The lack of consensus among the contributors to Rethinking the Equity Risk Premium is actually a strength as readers get a robust continuum of carefully considered ideas, which makes examining one’s own ideas about the equity risk premium easier.

Given the admonition that the equity risk premium is variable over time, it may seem spurious to then take a look at the experts’ consensus estimates for the expected equity risk premium; however, I am certain that you are as curious as I was to know their estimates.

At the first gathering in 2001, the range of equity risk premium estimates was 0.0% to 7.0%, with a mean of just under 4.0%. At the time several contributors clearly felt that equities were still considerably overvalued relative to risk-free assets, as reflected by their expectations of a 0.0% equity risk premium.

In 2011 the range of equity risk premium estimates was 2.5% to 6.0%, centered around 3.25%. Clearly expectations for the equity risk premium have narrowed.
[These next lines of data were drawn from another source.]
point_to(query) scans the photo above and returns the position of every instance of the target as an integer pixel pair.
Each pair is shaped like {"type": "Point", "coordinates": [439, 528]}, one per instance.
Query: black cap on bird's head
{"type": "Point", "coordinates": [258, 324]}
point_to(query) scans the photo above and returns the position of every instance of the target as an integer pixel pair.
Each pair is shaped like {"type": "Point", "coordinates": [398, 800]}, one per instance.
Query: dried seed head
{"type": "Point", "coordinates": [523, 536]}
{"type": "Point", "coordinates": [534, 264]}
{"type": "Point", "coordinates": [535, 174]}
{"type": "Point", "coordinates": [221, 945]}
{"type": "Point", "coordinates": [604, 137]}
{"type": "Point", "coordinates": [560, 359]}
In conclusion, if you would like greater insight, mental framing, and access to considerate research about one of the most important topics in investing, Rethinking the Equity Risk Premium is well worth your time.

About the Author(s)
Jason Voss, CFA

Jason Voss, CFA, tirelessly focuses on improving the ability of investors to better serve end clients. He is the author of the Foreword Reviews Business Book of the Year Finalist, The Intuitive Investor. Previously, Jason was a portfolio manager at Davis Selected Advisers, L.P., where he co-managed the Davis Appreciation and Income Fund to noteworthy returns. He holds a BA in economics and an MBA in finance and accounting from the University of Colorado.

Ethics Statement

My statement of ethics is very simple, really: I treat others as I would like to be treated. In my opinion, all systems of ethics distill to this simple statement. If you believe I have deviated from this standard, I would love to hear from you: jason@jasonapollovoss.com

5 thoughts on “Just Released: Rethinking the Equity Risk Premium”

  1. John says:

    i would argue that most ERP estimates that utilize yields to determine the spread, are biased upwards. we must be reminded that the Federal Reserve is pegging rates at historically low levels making equities look attractive relative to bonds. adjustments should be made to counter this effect.

  2. Hi John,

    Thanks for your comment. ERP is certainly pushed upwards at the moment because of low interest rates. However, that state of affairs has been reversed also throughout the history of equity markets. This is certainly not a defense of spread-type ERPs, just an observation.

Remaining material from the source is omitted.